L’ironie de la chose, c’est que si un atelier attire un technicien d’un autre atelier qui a beaucoup investi dans la formation, uniquement pour obtenir un meilleur salaire, et que cet atelier n’investit pas correctement dans la formation, il y a de fortes chances que le technicien retourne dans l’ancien centre d’entretien parce que l’autre a dû fermer en raison d’un manque de capacité à réparer des véhicules plus récents, ce qui a entraîné une diminution de sa clientèle et de ses revenus au point qu’il n’était plus viable en tant qu’activité commerciale.
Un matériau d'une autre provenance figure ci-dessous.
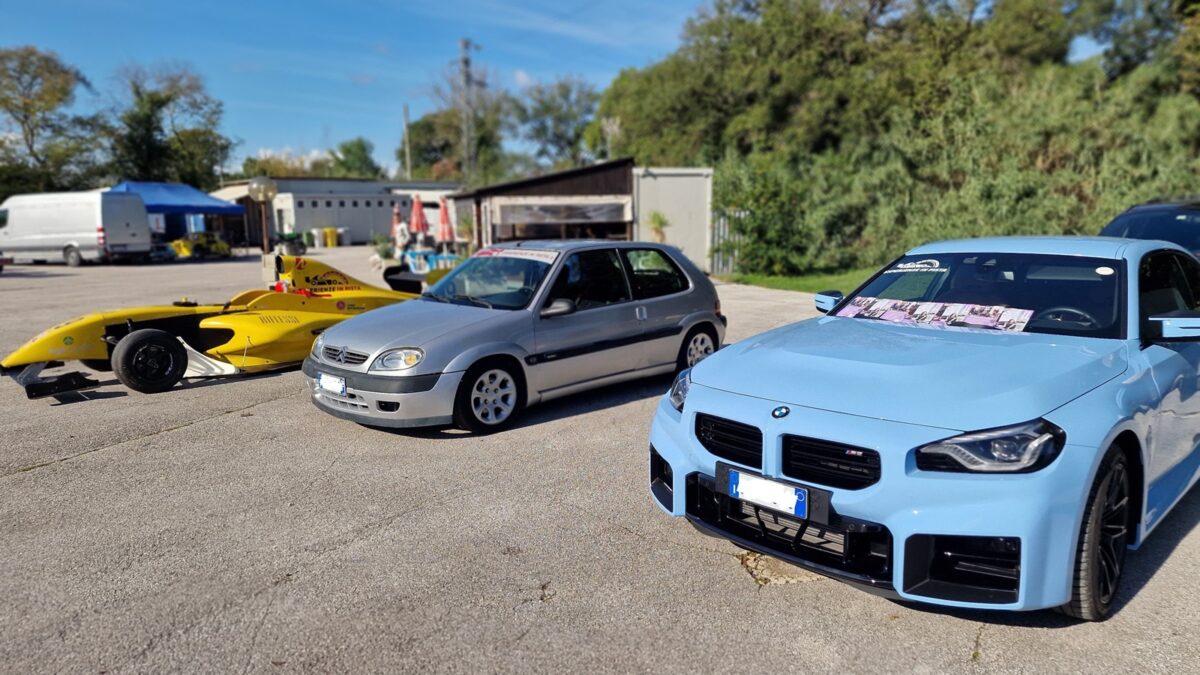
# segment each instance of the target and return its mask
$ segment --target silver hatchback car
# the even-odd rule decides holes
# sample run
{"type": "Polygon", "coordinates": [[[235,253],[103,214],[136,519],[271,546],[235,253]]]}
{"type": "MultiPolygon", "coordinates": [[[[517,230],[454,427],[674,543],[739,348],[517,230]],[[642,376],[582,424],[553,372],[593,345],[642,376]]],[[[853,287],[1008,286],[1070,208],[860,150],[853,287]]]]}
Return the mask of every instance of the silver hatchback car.
{"type": "Polygon", "coordinates": [[[337,417],[489,432],[539,401],[690,367],[725,323],[712,283],[673,247],[525,241],[333,326],[304,375],[337,417]]]}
Comme le souligne Chris Thorne, « le bouche-à-oreille est la stratégie de marketing la plus puissante pour un propriétaire d’atelier. Des techniciens mieux formés signifient moins de retours en arrière et plus de travail parce qu’ils ont la capacité et la confiance nécessaires pour faire le travail plutôt que de le confier à quelqu’un d’autre. » En outre, il ajoute que les centres d’entretien progressifs qui investissent correctement dans la formation et dans leur personnel ont pu « créer des sources de revenus entièrement nouvelles pour des travaux qu’ils auraient pu confier à un concessionnaire ou à un expert local dans le passé ».